Federal data inventory

Government agencies have starting publishing dataset "inventories," generally available as JSON files named data.json at agency domain roots (e.g. http://nsf.gov/data.json).

These files provide some basic information about datasets/databases the agency possesses, like the dataset name, how frequently it's updated, and whether it's public.

This repo consists of a scraper to get the data for yourself and includes some of the results, excluding large files.

Install/run for the first time

Make sure you have NodeJS installed.

Clone this repo, then install and run the scraper:

$ git clone https://github.com/datanews/data-inventories.git
$ cd data-inventories
$ npm install
$ node process.js

This scraper will do the following:

Go through all the federal .gov domains in the CSV provided by 18F and look for ones with a /data.json. The list of inventories found will be saved as data/inventory-list.json.
Download all those data.json files into the data/agencies/ directory (e.g. data/agencies/nsf.gov.data.json).

Note that some data.json files are duplicates. For example, the Consumer Financial Protection Bureau currently posts its data inventory in at least nine places:

http://consumerprotection.gov/data.json
http://consumerprotectionbureau.gov/data.json
http://consumerfinancialbureau.gov/data.json
http://consumerfinancial.gov/data.json
http://consumerfinance.gov/data.json
http://consumerbureau.gov/data.json
http://cfpb.gov/data.json
http://cfpa.gov/data.json
http://bcfp.gov/data.json

Also, some data.json files might just be random junk and not a dataset inventory, like what's currently at http://census.gov/data.json.

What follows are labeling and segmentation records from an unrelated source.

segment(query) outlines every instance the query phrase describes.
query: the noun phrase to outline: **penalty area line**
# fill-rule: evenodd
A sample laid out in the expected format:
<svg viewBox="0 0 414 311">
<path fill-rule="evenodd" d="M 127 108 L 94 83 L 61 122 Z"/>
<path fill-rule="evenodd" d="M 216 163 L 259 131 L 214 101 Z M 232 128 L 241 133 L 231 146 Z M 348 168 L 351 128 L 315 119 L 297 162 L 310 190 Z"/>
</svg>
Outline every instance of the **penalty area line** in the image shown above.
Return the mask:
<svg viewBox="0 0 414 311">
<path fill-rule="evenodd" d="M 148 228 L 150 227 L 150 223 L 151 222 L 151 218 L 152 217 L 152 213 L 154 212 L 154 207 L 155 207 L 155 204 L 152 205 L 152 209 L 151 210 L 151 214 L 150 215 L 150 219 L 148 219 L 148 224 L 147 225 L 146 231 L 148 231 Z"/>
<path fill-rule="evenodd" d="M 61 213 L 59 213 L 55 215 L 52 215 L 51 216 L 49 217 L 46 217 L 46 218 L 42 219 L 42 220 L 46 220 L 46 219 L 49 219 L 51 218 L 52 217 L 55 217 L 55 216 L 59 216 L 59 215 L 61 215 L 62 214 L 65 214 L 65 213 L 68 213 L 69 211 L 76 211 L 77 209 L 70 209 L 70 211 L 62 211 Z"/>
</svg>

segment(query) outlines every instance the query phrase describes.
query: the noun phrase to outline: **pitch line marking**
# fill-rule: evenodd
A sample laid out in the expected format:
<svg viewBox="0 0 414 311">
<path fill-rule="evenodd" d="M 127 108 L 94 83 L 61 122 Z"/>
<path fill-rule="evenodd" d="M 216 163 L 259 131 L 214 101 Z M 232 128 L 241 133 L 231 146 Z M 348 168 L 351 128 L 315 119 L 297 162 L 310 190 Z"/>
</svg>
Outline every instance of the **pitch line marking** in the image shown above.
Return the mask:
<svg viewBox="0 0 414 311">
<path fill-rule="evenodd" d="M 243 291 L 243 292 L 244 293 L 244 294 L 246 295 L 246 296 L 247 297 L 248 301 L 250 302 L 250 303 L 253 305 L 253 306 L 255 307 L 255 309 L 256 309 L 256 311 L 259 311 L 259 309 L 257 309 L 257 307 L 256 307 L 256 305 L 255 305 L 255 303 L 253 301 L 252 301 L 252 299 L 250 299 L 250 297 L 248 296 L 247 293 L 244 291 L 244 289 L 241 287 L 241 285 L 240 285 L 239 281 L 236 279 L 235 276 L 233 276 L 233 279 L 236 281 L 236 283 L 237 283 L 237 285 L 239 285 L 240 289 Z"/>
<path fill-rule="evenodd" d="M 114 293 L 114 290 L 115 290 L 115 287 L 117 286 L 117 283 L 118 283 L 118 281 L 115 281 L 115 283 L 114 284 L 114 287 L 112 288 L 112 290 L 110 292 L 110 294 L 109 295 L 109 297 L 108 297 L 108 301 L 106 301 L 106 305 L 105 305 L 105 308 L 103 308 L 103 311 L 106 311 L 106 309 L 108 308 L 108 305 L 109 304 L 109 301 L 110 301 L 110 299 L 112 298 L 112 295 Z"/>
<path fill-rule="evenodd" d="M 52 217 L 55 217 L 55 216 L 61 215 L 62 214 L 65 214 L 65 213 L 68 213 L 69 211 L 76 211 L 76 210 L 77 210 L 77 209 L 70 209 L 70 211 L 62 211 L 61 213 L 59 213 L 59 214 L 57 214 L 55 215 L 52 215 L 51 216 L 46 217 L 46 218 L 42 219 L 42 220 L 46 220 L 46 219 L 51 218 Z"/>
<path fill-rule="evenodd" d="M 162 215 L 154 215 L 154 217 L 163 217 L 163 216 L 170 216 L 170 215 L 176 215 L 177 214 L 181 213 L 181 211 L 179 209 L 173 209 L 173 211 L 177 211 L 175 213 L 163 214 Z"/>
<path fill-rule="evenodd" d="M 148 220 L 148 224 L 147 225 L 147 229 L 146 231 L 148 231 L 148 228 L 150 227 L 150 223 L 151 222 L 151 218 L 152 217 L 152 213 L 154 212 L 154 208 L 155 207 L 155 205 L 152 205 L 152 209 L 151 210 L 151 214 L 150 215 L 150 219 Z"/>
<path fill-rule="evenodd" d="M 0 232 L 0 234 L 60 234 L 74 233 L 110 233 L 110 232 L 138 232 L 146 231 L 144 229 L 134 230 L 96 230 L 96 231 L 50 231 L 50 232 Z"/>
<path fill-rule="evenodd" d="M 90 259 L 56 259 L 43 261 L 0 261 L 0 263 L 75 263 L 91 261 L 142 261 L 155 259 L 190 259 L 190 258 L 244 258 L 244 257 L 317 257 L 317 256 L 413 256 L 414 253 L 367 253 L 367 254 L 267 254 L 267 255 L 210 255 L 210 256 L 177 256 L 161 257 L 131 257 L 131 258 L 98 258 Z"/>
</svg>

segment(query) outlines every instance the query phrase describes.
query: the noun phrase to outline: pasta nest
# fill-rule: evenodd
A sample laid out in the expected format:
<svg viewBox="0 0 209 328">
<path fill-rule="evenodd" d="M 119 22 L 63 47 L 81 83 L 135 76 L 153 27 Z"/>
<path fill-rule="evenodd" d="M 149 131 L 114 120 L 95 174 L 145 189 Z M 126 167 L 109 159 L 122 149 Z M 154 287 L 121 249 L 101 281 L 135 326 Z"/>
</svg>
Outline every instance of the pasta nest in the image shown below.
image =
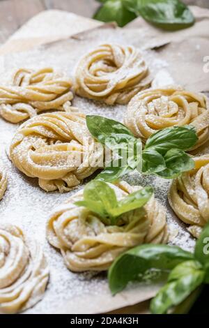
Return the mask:
<svg viewBox="0 0 209 328">
<path fill-rule="evenodd" d="M 195 168 L 175 179 L 169 201 L 177 216 L 196 238 L 209 221 L 209 155 L 193 158 Z"/>
<path fill-rule="evenodd" d="M 0 200 L 2 199 L 7 188 L 7 174 L 0 171 Z"/>
<path fill-rule="evenodd" d="M 38 245 L 29 247 L 22 230 L 0 225 L 0 313 L 15 313 L 40 301 L 49 269 Z"/>
<path fill-rule="evenodd" d="M 107 104 L 127 104 L 151 77 L 140 52 L 131 46 L 104 44 L 86 54 L 75 73 L 75 92 Z"/>
<path fill-rule="evenodd" d="M 124 124 L 136 137 L 146 140 L 158 130 L 191 124 L 199 140 L 194 149 L 209 137 L 209 110 L 207 98 L 183 89 L 148 89 L 137 94 L 130 102 Z"/>
<path fill-rule="evenodd" d="M 40 188 L 61 193 L 92 174 L 103 147 L 91 136 L 84 114 L 56 112 L 33 117 L 16 132 L 10 147 L 13 164 Z M 102 166 L 102 164 L 101 165 Z"/>
<path fill-rule="evenodd" d="M 12 123 L 43 110 L 65 110 L 73 98 L 71 80 L 52 68 L 19 69 L 10 85 L 0 86 L 0 115 Z"/>
<path fill-rule="evenodd" d="M 140 189 L 122 181 L 109 184 L 118 200 Z M 47 238 L 60 249 L 72 271 L 107 270 L 123 252 L 143 243 L 165 243 L 168 239 L 166 210 L 153 196 L 144 207 L 123 214 L 118 225 L 105 225 L 99 216 L 74 203 L 79 191 L 58 207 L 47 224 Z"/>
</svg>

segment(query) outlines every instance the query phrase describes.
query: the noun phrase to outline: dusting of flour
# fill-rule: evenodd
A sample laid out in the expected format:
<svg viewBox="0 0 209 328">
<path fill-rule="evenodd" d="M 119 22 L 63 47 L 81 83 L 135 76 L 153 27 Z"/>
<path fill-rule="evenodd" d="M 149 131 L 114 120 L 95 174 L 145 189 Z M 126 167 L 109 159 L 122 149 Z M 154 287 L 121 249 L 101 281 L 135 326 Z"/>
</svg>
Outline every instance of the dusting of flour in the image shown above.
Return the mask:
<svg viewBox="0 0 209 328">
<path fill-rule="evenodd" d="M 98 43 L 116 41 L 121 44 L 130 44 L 123 33 L 120 35 L 102 31 L 98 32 Z M 0 61 L 0 71 L 3 77 L 8 79 L 9 74 L 20 67 L 38 68 L 52 66 L 73 76 L 78 58 L 92 47 L 89 40 L 70 39 L 41 47 L 35 50 L 6 55 Z M 145 53 L 150 63 L 151 70 L 157 73 L 157 85 L 164 85 L 171 77 L 165 73 L 167 63 L 156 59 L 150 53 Z M 161 81 L 161 82 L 160 82 Z M 72 105 L 86 114 L 97 114 L 123 121 L 125 106 L 114 107 L 75 97 Z M 22 228 L 29 239 L 36 239 L 42 245 L 50 269 L 50 281 L 41 301 L 26 313 L 51 313 L 56 312 L 73 297 L 86 293 L 100 294 L 107 285 L 105 274 L 74 274 L 65 267 L 63 257 L 59 251 L 49 246 L 45 238 L 45 225 L 52 209 L 63 202 L 77 191 L 65 194 L 58 192 L 47 193 L 41 190 L 36 179 L 28 178 L 20 172 L 9 161 L 6 150 L 18 126 L 11 124 L 0 119 L 0 167 L 5 168 L 8 174 L 8 186 L 5 196 L 0 202 L 0 221 L 15 224 Z M 167 217 L 171 232 L 171 243 L 192 250 L 194 241 L 186 231 L 185 225 L 173 215 L 169 208 L 167 197 L 170 181 L 153 176 L 140 177 L 131 174 L 127 177 L 131 184 L 153 186 L 155 195 L 167 209 Z M 85 182 L 85 181 L 84 181 Z M 78 187 L 80 188 L 82 186 Z"/>
</svg>

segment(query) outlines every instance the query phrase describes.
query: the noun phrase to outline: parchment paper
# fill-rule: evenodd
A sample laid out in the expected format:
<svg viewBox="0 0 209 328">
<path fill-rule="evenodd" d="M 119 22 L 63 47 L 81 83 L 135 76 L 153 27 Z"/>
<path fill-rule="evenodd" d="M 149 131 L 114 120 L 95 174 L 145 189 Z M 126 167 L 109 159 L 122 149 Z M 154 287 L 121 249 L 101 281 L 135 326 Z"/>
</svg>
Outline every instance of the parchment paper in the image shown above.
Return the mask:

Create data/master-inventory.csv, a single combined CSV file with all of the datasets across all the inventories, de-duped. It only includes a few fields, but it's a good starting point to browse for datasets.
Create data/master-inventory.json, a single combined JSON file with all of the datasets across all the inventories, de-duped. This is a big file so it's not committed to the repo. You'll have to run the scraper yourself to generate it.

Refresh EVERYTHING

By default, the scraper will use any existing generated files, like the list of .gov domains. If you want it to fetch everything from scratch (much slower), add the refresh parameter:

$ node process.js refresh

Credits/License

By Alan Palazzolo and Noah Veltman

Available under the MIT license.

Permission is hereby granted, free of charge, to any person obtaining a copy of this software and associated documentation files (the "Software"), to deal in the Software without restriction, including without limitation the rights to use, copy, modify, merge, publish, distribute, sublicense, and/or sell copies of the Software, and to permit persons to whom the Software is furnished to do so, subject to the following conditions.

The above copyright notice and this permission notice shall be included in all copies or substantial portions of the Software.

THE SOFTWARE IS PROVIDED "AS IS", WITHOUT WARRANTY OF ANY KIND, EXPRESS OR IMPLIED, INCLUDING BUT NOT LIMITED TO THE WARRANTIES OF MERCHANTABILITY, FITNESS FOR A PARTICULAR PURPOSE AND NONINFRINGEMENT. IN NO EVENT SHALL THE AUTHORS OR COPYRIGHT HOLDERS BE LIABLE FOR ANY CLAIM, DAMAGES OR OTHER LIABILITY, WHETHER IN AN ACTION OF CONTRACT, TORT OR OTHERWISE, ARISING FROM, OUT OF OR IN CONNECTION WITH THE SOFTWARE OR THE USE OR OTHER DEALINGS IN THE SOFTWARE.